Una vez hubo terminado su obra, Sedalar insufló vida al insecto. Sintió un súbito espasmo al hacerlo, una lanzada eléctrica que le recorrió el vientre y que terminó en un pinchazo breve a la altura del pecho.
La primera noche, con el reloj de su abuelo, había actuado por impulso. La Luna Roja le hervía en la sangre y era su luz la que lo guiaba. Tomó el reloj entre las manos, enloquecido. Sabía qué debía hacer y cómo, pero desconocía el objetivo final de todo aquello. El dolor que sintió fue tremendo y tan inesperado que lo siguiente que supo fue que estaba gritando en el suelo. El reloj cayó junto a él, con la tapa abierta y la cadena enroscada alrededor. Y de pronto se movió: vivía, el reloj vivía. Fue en ese momento cuando supo en qué se había convertido. Desde entonces el reloj había muerto en dos ocasiones. Y en ambas había vuelto a animarlo. Tenerlo cerca le consolaba.

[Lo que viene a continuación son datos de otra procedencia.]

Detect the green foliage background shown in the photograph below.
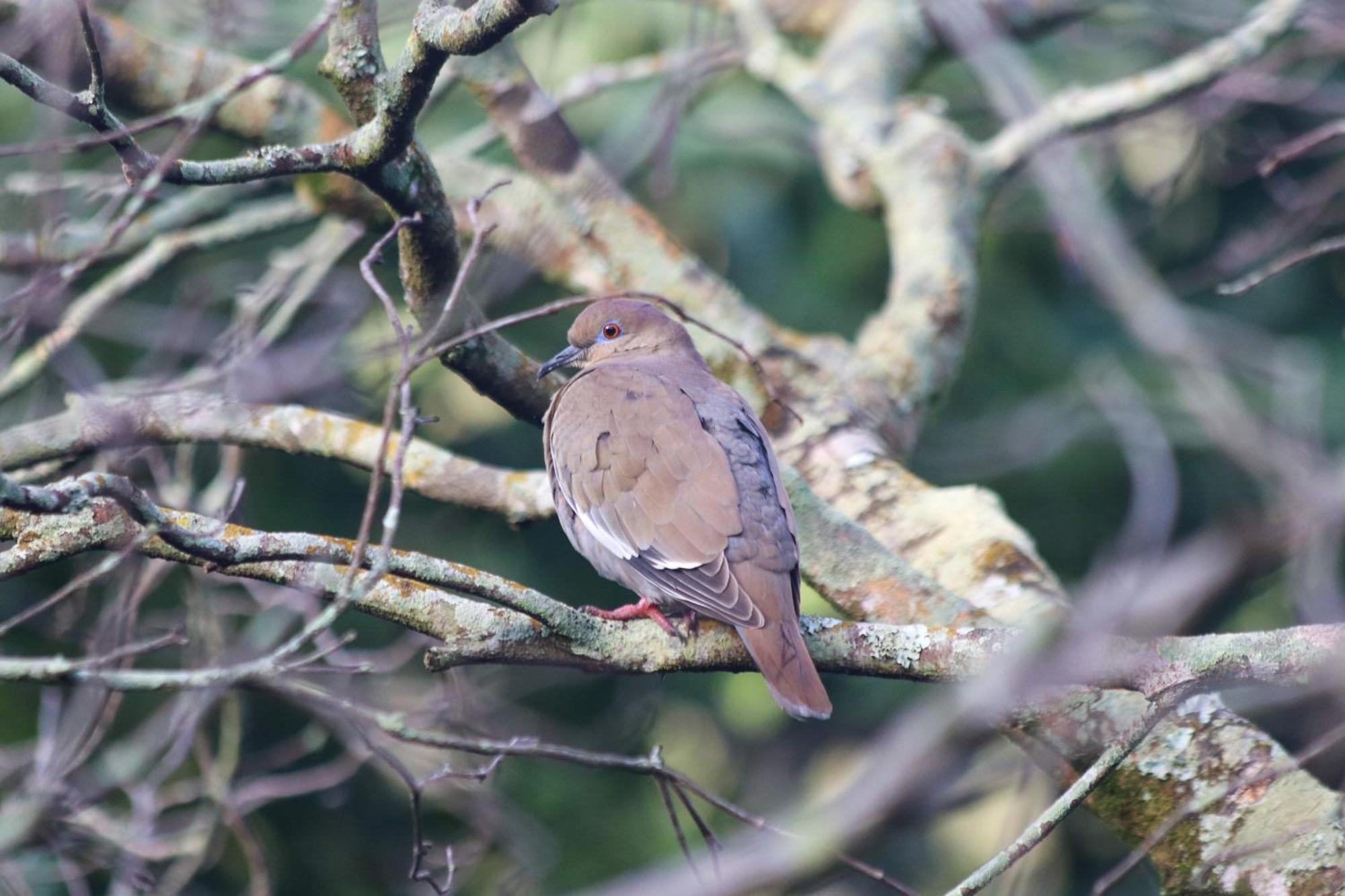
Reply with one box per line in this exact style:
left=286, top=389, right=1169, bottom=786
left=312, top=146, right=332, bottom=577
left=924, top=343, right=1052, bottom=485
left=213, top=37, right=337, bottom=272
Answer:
left=0, top=0, right=1345, bottom=895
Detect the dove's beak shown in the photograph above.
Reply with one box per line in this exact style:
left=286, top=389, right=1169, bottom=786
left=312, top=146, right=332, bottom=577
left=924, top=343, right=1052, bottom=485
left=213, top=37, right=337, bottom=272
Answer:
left=537, top=345, right=584, bottom=379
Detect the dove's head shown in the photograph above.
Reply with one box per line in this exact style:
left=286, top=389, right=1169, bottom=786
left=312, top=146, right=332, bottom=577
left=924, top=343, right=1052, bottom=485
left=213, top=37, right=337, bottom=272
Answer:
left=537, top=298, right=699, bottom=379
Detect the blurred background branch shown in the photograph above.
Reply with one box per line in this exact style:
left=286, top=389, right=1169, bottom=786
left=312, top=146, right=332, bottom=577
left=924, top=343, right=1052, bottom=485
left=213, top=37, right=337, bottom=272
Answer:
left=0, top=0, right=1345, bottom=893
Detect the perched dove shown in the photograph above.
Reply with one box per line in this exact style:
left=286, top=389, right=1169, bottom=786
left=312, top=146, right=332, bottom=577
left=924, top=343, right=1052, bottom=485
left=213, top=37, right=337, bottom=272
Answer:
left=538, top=298, right=831, bottom=719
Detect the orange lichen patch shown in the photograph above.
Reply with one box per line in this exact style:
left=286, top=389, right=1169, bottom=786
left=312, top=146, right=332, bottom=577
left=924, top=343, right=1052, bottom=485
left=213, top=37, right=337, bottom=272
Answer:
left=975, top=538, right=1042, bottom=581
left=1232, top=779, right=1272, bottom=806
left=93, top=501, right=121, bottom=526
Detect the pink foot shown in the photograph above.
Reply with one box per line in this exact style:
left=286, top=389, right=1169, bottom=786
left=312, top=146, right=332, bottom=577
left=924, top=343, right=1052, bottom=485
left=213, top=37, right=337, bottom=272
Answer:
left=580, top=598, right=682, bottom=641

—Dar vida duele… —murmuró, todavía no sobrepuesto del aguijonazo. Observó al escarabajo recién animado. No podía saber a ciencia cierta cuán longevo iba a resultar, pero por el dolor que había sentido estaba seguro de que sería más de un día.
El insecto agitó las alas, con renuencia al principio y con remarcable seguridad después, y echó a volar ante el demiurgo. Sus ojos de cristal miraban a todas partes, desorbitados, alucinados.
Sedalar sonrió, se reclinó en el escalón y acarició el pico del escarabajo con la yema del dedo.
—Ve con ella —le pidió—. Dile que me llamo Seda-lar Tul. Sedalar por el demiurgo que intentó devolver la vida al corazón de su amada muerta. Tul por el que me trajo a Rocavarancolia. Díselo. Dile que Bruno ha muerto. Dile que aquí ya no queda nada de él. Y dile que Sedalar la ama.